E così, dopo aver fatto qualche favore a banchieri e assicuratori, è il momento di palazzinari e gestori di servizi.
Dopo le scorpacciate degli anni ’90 un’ulteriore tornata di svendite. Così come avvenne dopo il ’92 (crisi della lira) la crisi finanziaria che non accenna a diminuire giustifica la svendita del patrimonio pubblico (rimasto). E cos’altro si poteva fare? Effettivamente cos’altro si può fare in un Paese dove tutti si sono messi dietro le scrivanie a pontificare? Dove non si sa più come si fanno scarpe o calzini,dove è scomparsa l’elettronica e la chimica?
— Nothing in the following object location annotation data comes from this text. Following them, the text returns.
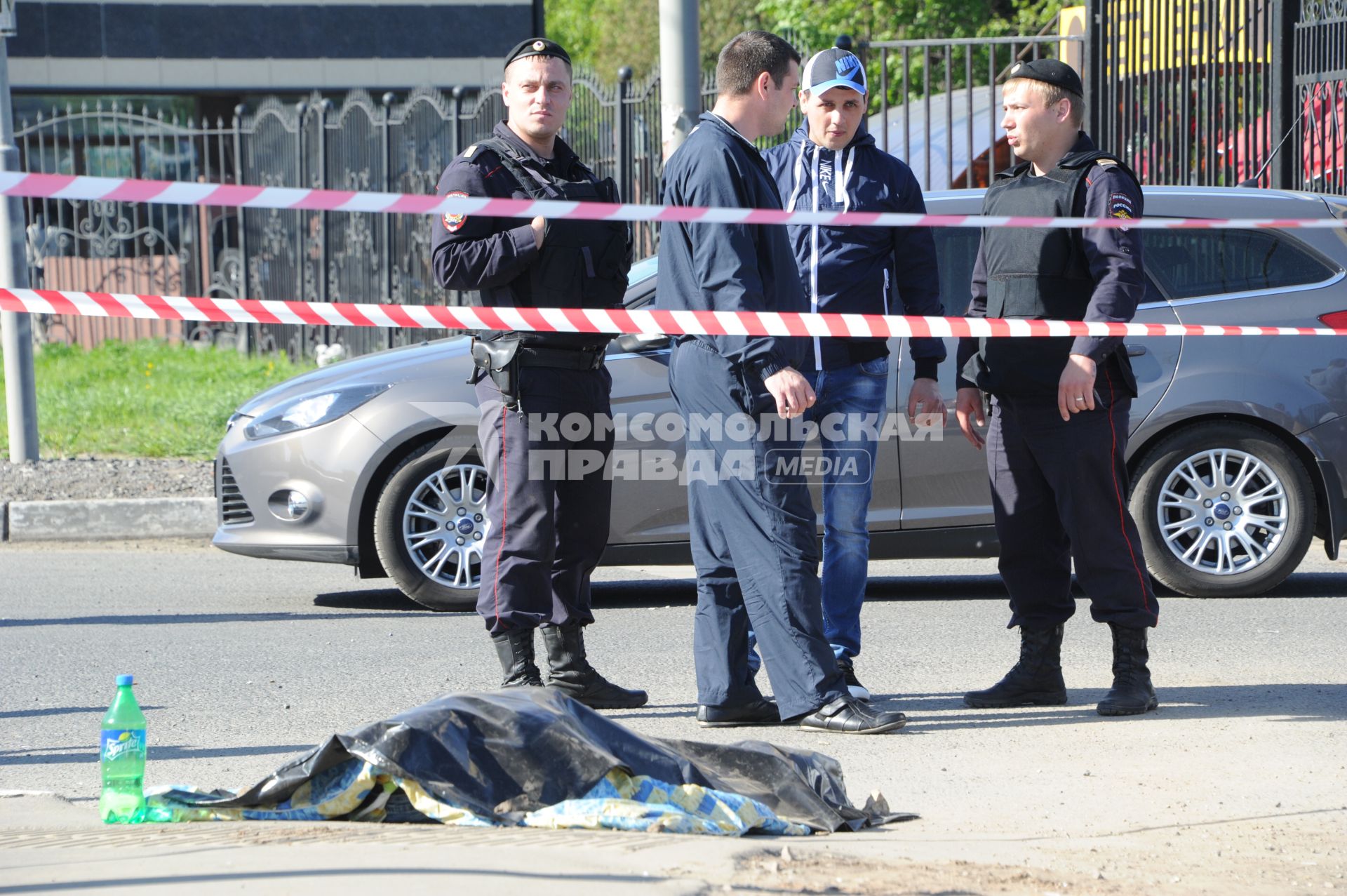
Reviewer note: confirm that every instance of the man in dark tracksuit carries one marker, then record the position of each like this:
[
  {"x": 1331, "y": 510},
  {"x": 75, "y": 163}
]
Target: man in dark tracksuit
[
  {"x": 549, "y": 523},
  {"x": 753, "y": 537},
  {"x": 1059, "y": 411},
  {"x": 833, "y": 165}
]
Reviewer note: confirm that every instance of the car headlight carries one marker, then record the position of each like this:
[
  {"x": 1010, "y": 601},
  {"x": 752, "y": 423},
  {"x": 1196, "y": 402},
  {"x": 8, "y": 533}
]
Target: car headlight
[{"x": 307, "y": 411}]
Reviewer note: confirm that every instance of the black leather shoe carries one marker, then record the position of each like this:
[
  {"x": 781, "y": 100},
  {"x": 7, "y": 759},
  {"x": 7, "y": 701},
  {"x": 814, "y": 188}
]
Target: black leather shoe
[
  {"x": 1132, "y": 693},
  {"x": 760, "y": 711},
  {"x": 1035, "y": 681},
  {"x": 849, "y": 716},
  {"x": 570, "y": 673},
  {"x": 515, "y": 651}
]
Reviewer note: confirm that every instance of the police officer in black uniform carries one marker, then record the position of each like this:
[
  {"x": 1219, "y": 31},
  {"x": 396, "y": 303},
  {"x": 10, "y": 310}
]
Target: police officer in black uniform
[
  {"x": 1059, "y": 406},
  {"x": 550, "y": 515}
]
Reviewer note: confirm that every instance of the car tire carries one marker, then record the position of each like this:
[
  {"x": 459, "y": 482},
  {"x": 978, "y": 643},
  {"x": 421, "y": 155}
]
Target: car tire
[
  {"x": 445, "y": 577},
  {"x": 1269, "y": 507}
]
Dove 5 milioni di persone, a diverso titolo, dipendono dalla capacità del governo di imporre ed incassare tasse a carico di altri venti milioni di lavoratori?
Passerà anche questa svendita, perché la vasta casta che determina le sorti del Paese ha le sue esigenze e non potendo e non sapendo fare sacrifici (la fantomatica”spending review”) acconsentirà anche a questo, poi magari si metterà in attesa della “eurobondeizzazione” del debito nazionale. Insomma c’è sempre qualcun’altro da rapinare o al quale addossare i propri debiti.
Anche Moretti, amministratore delle Ferrovie, dice che per l’anno prossimo non garantirà treni locali, perché le Regioni non danno soldi. Appunto, venga qualche company straniera a comprarsi i treni e i binari costruiti da quattro generazioni di italiani, visto che nemmeno i treni sanno gestire. Magari a qualcuno verrà in mente di fare finalmente la “spending review” a carico di Moretti ed altri.  

lunedì 11 giugno 2012

Il dondolo


Michele Serra (L’Amaca del 10 giugno) riporta il colloquio avuto con un suo amico, un po’ scarso in italiano, alticcio dopo qualche bicchiere, sprovveduto nelle questioni di economia.
Il Serra finisce col dare ragione all’amico e cioè che tutto questo ambaradan di soldi stampati dalla Bce e dati alle banche in pratica si rivela un flop e conclude con l’amico“Ma se ce li dassero direttamente a noi, non sarebbe  meglio?”. Michele sottolinea gli errori dell’amico in fatto di lingua e concorda con la semplice osservazione in fatto di economia. Quello che non risulta realistico è il fatto che il Michele, che non perde occasione di mettere in mostra la propria saccenza e superbia da intellettuale della domenica, se la faccia con persone culturalmente sprovvedute.
Risulta altrettanto improbabile una revisione delle sue opinioni circa le direttive economiche dell’eurocrazia nella presente situazione.
Evidentemente il Serra ha dormito e sognato sull’amaca e ci propina cose non possibili, per lui. Insomma, uno che gira in redazioni così attrezzate sul piano culturale e così ricche di sapienti in scienze economiche non può stare a perdere tempo fuori al bar con uno sprovveduto.
Il sogno-racconto finisce così:”Di economia capisco quasi quanto T., cioè poco. Ma  al salvataggio del sistema creditizio non direi proprio che abbia  corrisposto una migliore circolazione del denaro, e un accesso al credito più agevole.”.
Appunto, era un sogno, perché altrimenti se fosse vero…Michele perderebbe il posto a “Repubblica”, perché i dogmi non devono essere messi in discussione…
Meglio che si occupi di cose più banali, lì riesce meglio.